WW1 100 years since Gallipoli
Commemorating our Australian soldiers
THE CAUSE OF WORLD WAR 1
How the building tensions broke
The role of women
The battle of Somme, from July to November 1916 was aimed at braking the stalemate. The plan was to launch a major attack on German lines in the Somme river valley. The aim was to cut the Germans off and demoralise them. Although on the first day the Germans killed over 20,000 allied soldiers.
Passchendaele in Belgium
From mid to late 1917 fighting took place around the Belgium town of Ypres known as the battle of passchendaele. The battle was aimed at breaking through German lines to the North Sea ports were German u-boats were docked. Germans had the advantage of higher ground. Over 14 weeks allied troops made 10 attempts to breakthrough to passchendaele.
In April 1917 the Australians were sent against the German lines near Bullecourt. Tanks were supposed to spear ahead the attack, however they broke down. The Australian broke threw the barbed wire entanglements and captured the first two lines of Germany trenches. But they were struck by a misdirected British artillery barrage as well as German artillery and Germany counter attacks.
WW1 impact on Australia's at home
The war had a great effect on the Australian economy, and the impacts of these changes were mixed.One of the earliest impacts of the war was the government’s cancellation of existing trade agreements with Germany and Austria-Hungary.
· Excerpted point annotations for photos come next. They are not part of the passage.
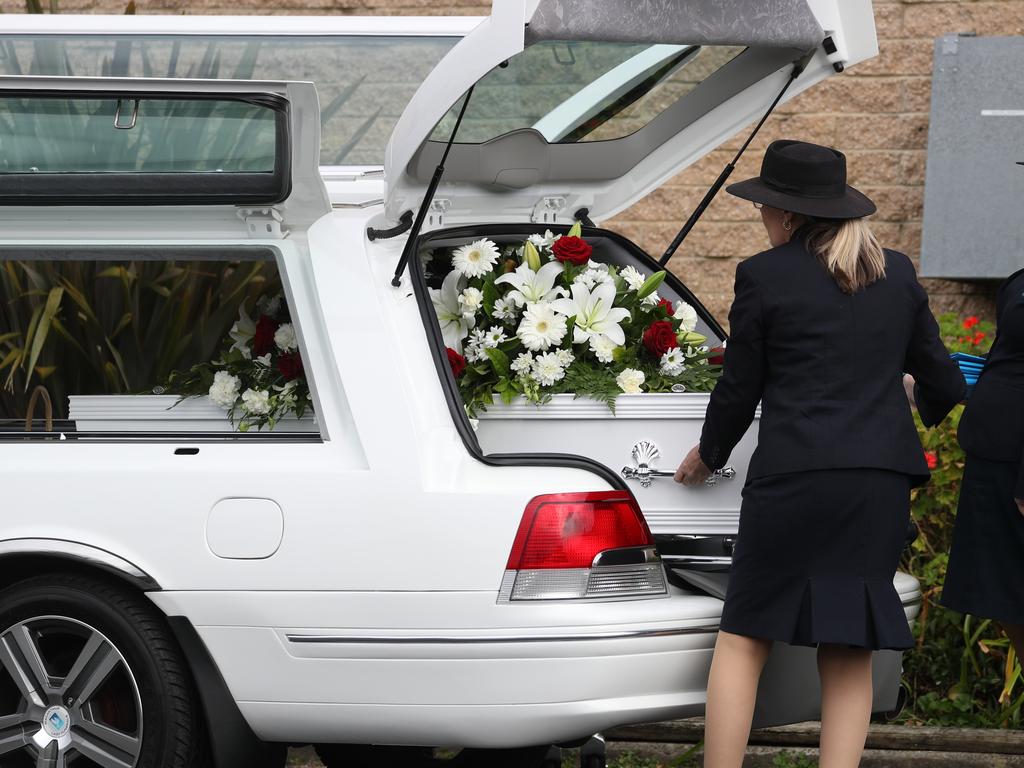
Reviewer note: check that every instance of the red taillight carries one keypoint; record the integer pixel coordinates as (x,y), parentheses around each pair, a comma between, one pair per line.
(567,530)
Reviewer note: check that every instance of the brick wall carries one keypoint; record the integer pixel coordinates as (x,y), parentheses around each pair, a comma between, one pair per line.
(877,113)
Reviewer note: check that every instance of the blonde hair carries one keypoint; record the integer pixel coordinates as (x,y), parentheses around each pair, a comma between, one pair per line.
(850,252)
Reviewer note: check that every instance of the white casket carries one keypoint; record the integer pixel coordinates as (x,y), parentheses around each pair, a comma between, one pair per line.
(158,413)
(655,430)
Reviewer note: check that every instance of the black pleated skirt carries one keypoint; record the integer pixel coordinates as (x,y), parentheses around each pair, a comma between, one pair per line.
(815,559)
(985,577)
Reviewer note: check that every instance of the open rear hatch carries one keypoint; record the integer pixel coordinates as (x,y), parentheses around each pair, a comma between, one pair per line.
(591,104)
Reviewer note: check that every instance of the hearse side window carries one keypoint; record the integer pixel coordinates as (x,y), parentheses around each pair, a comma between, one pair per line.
(135,343)
(364,82)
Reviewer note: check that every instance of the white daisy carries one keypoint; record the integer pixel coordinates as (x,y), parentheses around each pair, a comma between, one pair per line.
(673,363)
(686,314)
(494,337)
(630,380)
(475,259)
(505,309)
(565,356)
(548,369)
(522,364)
(633,276)
(603,347)
(541,327)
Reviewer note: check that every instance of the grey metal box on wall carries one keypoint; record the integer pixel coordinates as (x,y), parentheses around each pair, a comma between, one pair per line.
(974,189)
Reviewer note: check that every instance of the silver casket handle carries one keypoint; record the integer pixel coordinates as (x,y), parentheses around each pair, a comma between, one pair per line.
(644,456)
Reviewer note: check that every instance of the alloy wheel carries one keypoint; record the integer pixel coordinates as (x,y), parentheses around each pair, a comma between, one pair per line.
(69,698)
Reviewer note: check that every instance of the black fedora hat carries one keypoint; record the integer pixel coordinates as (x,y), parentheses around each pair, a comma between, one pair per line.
(805,178)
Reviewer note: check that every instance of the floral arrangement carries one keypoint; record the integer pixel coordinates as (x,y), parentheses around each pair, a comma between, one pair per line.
(259,379)
(543,317)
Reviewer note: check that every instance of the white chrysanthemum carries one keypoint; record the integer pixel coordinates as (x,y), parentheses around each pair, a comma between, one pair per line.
(224,390)
(256,401)
(285,338)
(673,363)
(505,309)
(475,259)
(594,274)
(541,327)
(565,357)
(686,314)
(455,326)
(603,347)
(633,276)
(630,380)
(470,301)
(523,364)
(494,337)
(548,369)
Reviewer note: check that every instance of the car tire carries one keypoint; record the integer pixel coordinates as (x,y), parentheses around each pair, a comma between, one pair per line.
(89,668)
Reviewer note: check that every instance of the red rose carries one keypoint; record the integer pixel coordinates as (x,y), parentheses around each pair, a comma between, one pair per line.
(263,339)
(573,250)
(290,366)
(659,338)
(457,361)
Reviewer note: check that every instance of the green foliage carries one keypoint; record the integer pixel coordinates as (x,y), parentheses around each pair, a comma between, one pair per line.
(963,672)
(85,327)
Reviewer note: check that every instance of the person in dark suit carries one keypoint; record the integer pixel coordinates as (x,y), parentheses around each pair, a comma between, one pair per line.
(984,576)
(822,328)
So Australian firms in industries such as steel-making and pharmaceuticals suddenly found themselves taking up contracts that had previously been filled by German rivals.The government was keen to make sure that Australian wheat, wool and meat reached Britain and helped the war effort there. So it passed a law giving it the power to compulsorily acquire the whole wheat and wool harvests - an impossible action under the Constitution, but able to be done under the War Precautions Act.
How Australians remember those who fought for us
ANZAC Day, the 25th of April each year, is the day Australia commemorates with services and marches in cities and towns and throughout the world where servicemen, servicewomen and peacekeepers are stationed, to remember all those who lost their lives in service to their country, in all wars.
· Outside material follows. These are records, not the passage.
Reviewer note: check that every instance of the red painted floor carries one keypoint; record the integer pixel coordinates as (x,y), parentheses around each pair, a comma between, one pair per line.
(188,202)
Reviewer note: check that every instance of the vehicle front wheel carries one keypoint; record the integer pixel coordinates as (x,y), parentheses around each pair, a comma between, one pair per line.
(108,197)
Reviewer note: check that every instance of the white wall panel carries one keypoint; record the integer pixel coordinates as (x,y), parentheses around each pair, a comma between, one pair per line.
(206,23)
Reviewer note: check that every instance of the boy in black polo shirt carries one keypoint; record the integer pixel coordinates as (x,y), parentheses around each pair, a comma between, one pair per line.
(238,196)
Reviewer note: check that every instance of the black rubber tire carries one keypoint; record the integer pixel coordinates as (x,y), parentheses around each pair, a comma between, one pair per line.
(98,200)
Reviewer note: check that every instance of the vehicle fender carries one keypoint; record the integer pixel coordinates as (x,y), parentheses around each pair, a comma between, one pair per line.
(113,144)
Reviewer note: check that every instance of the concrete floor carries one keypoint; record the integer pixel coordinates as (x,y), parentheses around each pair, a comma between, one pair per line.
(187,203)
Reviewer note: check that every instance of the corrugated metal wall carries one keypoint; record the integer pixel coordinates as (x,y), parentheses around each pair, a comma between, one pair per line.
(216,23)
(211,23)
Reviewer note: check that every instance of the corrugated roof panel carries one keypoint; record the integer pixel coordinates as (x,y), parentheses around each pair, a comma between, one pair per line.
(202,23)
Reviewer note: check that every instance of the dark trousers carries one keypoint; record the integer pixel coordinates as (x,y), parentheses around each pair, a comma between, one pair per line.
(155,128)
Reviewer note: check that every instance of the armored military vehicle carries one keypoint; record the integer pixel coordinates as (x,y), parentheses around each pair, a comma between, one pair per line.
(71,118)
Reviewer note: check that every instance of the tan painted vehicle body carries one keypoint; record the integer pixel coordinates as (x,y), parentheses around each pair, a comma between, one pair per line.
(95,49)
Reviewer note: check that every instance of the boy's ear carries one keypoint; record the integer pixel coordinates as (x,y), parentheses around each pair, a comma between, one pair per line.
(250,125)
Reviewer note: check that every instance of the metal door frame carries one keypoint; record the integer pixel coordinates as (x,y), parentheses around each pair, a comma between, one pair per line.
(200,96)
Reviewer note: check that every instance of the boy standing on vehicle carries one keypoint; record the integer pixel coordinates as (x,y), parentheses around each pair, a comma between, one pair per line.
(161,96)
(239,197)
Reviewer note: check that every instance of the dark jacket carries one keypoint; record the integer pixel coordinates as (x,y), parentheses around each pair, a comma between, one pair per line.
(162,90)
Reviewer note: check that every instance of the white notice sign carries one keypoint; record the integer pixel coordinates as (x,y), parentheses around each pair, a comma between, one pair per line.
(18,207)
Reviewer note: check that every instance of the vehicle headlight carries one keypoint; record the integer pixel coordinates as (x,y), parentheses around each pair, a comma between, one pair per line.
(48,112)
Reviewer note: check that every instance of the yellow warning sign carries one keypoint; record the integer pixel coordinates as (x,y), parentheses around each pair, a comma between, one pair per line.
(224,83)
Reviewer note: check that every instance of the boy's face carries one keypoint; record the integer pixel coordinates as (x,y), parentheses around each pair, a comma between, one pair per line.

Remembrance Day falls on the 11th of November each year. On the 11th hour on the 11th day of the 11th month, a minutes’ silence is observed and dedicated to those soldiers who died fighting to protect the nation.
In Australia and other allied countries, including New Zealand, Canada and the United States, 11 November became known as Armistice Day – a day to remember those who died in World War One. The day continues to be commemorated in Allied countries.